Eleições 2027 - UNITA teme que “casamento” com sociedade civil venha aumentar índice de infiltração
A União Nacional para a Independência Total de Angola (UNITA), principal partido da oposição, busca consolidar contactos com representantes da sociedade civil e aprofundar as relações de amizade, tendo em vista as eleições de Agosto de 2027, onde este partido pretende alargar a sua lista de candidatos a deputados a outras individualidades de vários extratos sociais.
Por: Lito Dias
Baseando-se na experiência obtida nas eleições de 2022, onde de constituiu uma Frente Patriótica Unida (FPU), com a qual obteve 90 assentos parlamentares, a UNITA desfez-se de alguns amigos dessa Frente, por razões de vária ordem, e pretende e juntar maior número de individualidades ligados à sociedade civil a uma outra plataforma a ser criada, por agora conhecida apenas por Ampla Frente.
Alguns militantes do partido liderado por Adalberto Costa Júnior, admitem que “a mistura” que se pretende fazer em 2027 pode ser uma mais valia para promover a alternância democrática. Há, também, aqueles que julgam que o MPLA pode aproveitar esse momento infiltrar a plataforma e, ao longo ou depois do processo eleitoral vender “os loiros” ao adversário.

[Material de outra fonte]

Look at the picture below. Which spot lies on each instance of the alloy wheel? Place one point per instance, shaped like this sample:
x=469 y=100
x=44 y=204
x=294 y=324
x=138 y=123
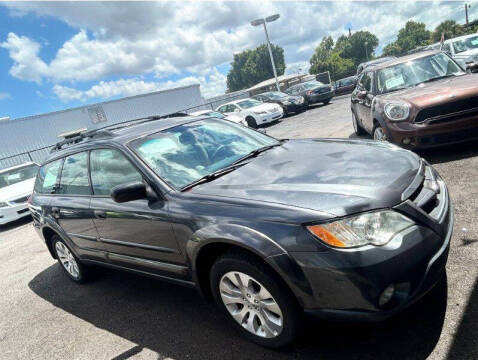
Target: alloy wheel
x=251 y=304
x=379 y=134
x=67 y=260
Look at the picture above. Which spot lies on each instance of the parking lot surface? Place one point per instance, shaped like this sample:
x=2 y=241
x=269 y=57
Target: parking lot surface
x=43 y=315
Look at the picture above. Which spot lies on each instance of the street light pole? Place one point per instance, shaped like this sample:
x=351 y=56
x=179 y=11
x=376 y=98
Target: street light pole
x=258 y=22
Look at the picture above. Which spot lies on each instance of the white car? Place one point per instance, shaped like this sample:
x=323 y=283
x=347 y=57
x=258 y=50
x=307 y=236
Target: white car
x=463 y=49
x=254 y=112
x=16 y=185
x=217 y=114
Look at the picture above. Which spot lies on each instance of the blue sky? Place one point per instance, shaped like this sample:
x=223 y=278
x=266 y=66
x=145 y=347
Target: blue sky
x=59 y=55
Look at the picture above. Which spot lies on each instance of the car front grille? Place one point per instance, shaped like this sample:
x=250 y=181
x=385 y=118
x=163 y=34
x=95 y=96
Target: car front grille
x=19 y=201
x=450 y=111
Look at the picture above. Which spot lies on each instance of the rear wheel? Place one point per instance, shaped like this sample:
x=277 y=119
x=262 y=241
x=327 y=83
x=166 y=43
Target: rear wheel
x=255 y=300
x=70 y=264
x=357 y=128
x=251 y=122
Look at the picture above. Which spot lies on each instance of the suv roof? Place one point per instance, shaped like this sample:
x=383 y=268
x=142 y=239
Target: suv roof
x=118 y=133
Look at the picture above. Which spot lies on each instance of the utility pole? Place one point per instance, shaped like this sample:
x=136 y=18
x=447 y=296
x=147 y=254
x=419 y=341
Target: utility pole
x=467 y=6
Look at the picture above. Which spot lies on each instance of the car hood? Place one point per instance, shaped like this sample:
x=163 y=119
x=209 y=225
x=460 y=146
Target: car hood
x=437 y=92
x=17 y=190
x=337 y=177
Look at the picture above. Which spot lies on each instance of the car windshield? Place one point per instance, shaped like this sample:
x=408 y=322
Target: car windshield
x=246 y=104
x=185 y=153
x=215 y=114
x=275 y=95
x=14 y=176
x=416 y=71
x=312 y=84
x=465 y=44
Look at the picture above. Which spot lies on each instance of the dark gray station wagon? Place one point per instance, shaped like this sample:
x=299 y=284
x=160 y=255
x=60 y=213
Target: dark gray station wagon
x=270 y=229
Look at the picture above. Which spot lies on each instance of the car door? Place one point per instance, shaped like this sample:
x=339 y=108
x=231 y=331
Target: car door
x=136 y=233
x=70 y=204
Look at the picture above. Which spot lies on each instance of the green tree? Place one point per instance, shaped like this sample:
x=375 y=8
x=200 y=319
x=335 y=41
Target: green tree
x=253 y=66
x=411 y=36
x=450 y=28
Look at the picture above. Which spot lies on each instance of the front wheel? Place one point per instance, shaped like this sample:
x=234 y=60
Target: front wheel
x=379 y=133
x=255 y=300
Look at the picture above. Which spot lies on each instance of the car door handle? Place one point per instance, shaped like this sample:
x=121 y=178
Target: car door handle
x=100 y=214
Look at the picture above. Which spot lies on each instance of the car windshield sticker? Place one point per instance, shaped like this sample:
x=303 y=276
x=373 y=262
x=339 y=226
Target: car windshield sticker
x=394 y=82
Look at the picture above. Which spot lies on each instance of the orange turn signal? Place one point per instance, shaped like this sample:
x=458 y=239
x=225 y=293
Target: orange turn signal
x=325 y=235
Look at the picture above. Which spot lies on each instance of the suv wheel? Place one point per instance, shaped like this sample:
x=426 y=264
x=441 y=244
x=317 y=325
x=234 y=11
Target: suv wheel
x=357 y=128
x=379 y=133
x=255 y=300
x=69 y=262
x=251 y=122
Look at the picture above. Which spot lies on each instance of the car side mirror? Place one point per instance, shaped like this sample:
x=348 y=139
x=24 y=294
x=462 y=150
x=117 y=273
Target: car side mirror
x=361 y=94
x=129 y=192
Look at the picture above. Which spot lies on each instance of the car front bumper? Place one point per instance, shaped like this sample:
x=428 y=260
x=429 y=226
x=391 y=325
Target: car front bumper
x=12 y=213
x=269 y=117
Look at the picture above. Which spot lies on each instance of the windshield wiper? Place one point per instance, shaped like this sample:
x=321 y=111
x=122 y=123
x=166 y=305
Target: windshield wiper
x=256 y=152
x=212 y=176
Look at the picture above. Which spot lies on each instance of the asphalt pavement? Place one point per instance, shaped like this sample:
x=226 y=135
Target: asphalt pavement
x=43 y=315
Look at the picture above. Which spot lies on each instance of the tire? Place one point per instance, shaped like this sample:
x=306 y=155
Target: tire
x=251 y=122
x=379 y=133
x=268 y=328
x=76 y=272
x=358 y=129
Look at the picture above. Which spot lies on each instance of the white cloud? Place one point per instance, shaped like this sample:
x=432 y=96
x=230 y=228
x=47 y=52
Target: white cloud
x=128 y=40
x=211 y=84
x=4 y=96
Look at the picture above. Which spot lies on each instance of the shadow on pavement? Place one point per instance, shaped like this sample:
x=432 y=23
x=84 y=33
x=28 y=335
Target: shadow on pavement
x=465 y=343
x=15 y=224
x=176 y=323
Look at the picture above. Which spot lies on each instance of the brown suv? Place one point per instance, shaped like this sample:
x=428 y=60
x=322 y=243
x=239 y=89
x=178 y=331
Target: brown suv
x=416 y=101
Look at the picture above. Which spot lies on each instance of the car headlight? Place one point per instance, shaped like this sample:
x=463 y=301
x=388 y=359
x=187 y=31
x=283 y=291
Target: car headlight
x=397 y=111
x=374 y=228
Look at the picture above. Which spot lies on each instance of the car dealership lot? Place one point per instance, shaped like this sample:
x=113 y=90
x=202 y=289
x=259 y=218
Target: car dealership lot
x=44 y=315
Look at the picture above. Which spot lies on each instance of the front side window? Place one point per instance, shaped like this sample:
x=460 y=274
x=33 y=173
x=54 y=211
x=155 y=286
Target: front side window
x=74 y=176
x=108 y=168
x=47 y=177
x=185 y=153
x=17 y=175
x=466 y=44
x=414 y=72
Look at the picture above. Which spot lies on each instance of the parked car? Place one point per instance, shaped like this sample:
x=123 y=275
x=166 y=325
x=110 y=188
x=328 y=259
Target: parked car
x=463 y=49
x=374 y=62
x=288 y=103
x=16 y=185
x=345 y=86
x=267 y=228
x=253 y=112
x=217 y=114
x=313 y=92
x=420 y=100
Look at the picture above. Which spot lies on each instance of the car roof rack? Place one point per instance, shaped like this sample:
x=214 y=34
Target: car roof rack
x=76 y=136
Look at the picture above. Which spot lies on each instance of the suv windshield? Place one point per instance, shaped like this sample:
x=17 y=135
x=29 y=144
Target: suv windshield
x=246 y=104
x=275 y=95
x=188 y=152
x=18 y=175
x=466 y=44
x=416 y=71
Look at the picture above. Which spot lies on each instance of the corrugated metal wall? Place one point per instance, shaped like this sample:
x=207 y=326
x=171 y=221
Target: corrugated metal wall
x=36 y=132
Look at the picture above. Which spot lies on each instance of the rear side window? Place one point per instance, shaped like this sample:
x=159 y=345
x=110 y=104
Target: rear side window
x=109 y=168
x=74 y=176
x=47 y=177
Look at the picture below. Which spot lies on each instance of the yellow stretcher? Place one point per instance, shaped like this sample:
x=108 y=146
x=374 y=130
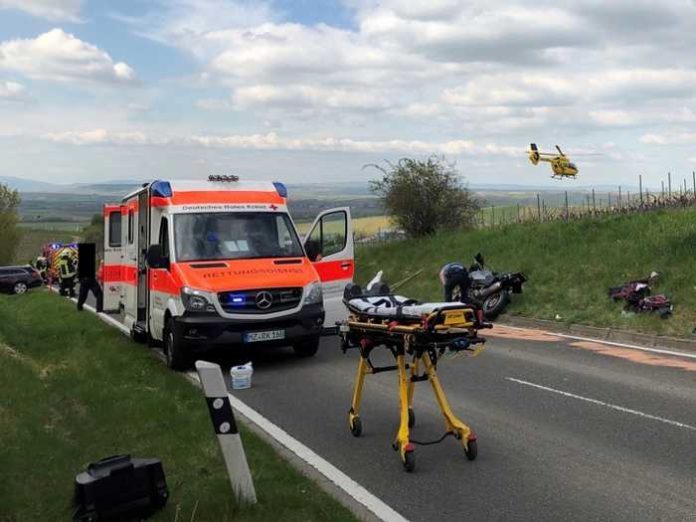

Além disso, os optimistas dizem que a UNITA pode caminhar sozinha e pôr à prova sua real popularidade; hipótese colocada de parte por ACJ, já impregnado na campanha de recolha de rostos ideais para a lista de candidatos a deputado.
Nesse quesito, há ainda militantes que pretendem também que o projecto seja bem-criado e bem estruturado, acautelando cenários já vividos em 2022, sobretudo no que a definição de quotas de candidatos a deputado diz respeito.
Quem está a posicionar-se não é apenas a direcção da UNITA, mas também representantes da sociedade civil que, comentaristas, analistas maioritariamente políticos, tudo fazem ou devem fazer para convencer ACJ no sentido de se candidatarem a deputado pela lista do maior partido na oposição.
Contactos aqui, outros acolá, prevê-se um agudizar de uma movimentação sem precedentes de membros da sociedade civil e não só, tanto nos abrigos da UNITA como do MPLA, pois, diga-se, o partido no poder não vai ficar só a ver.
Quanto ao receio que se cria por causa de prováveis infiltrados, vai-se muito tarde, porque, cada vez mais, fruto do entrosamento que a proximidade na Assembleia Nacional propicia, não será estranho se as diferentes forças políticas vierem a ter muita informação para partilhar em tempo útil.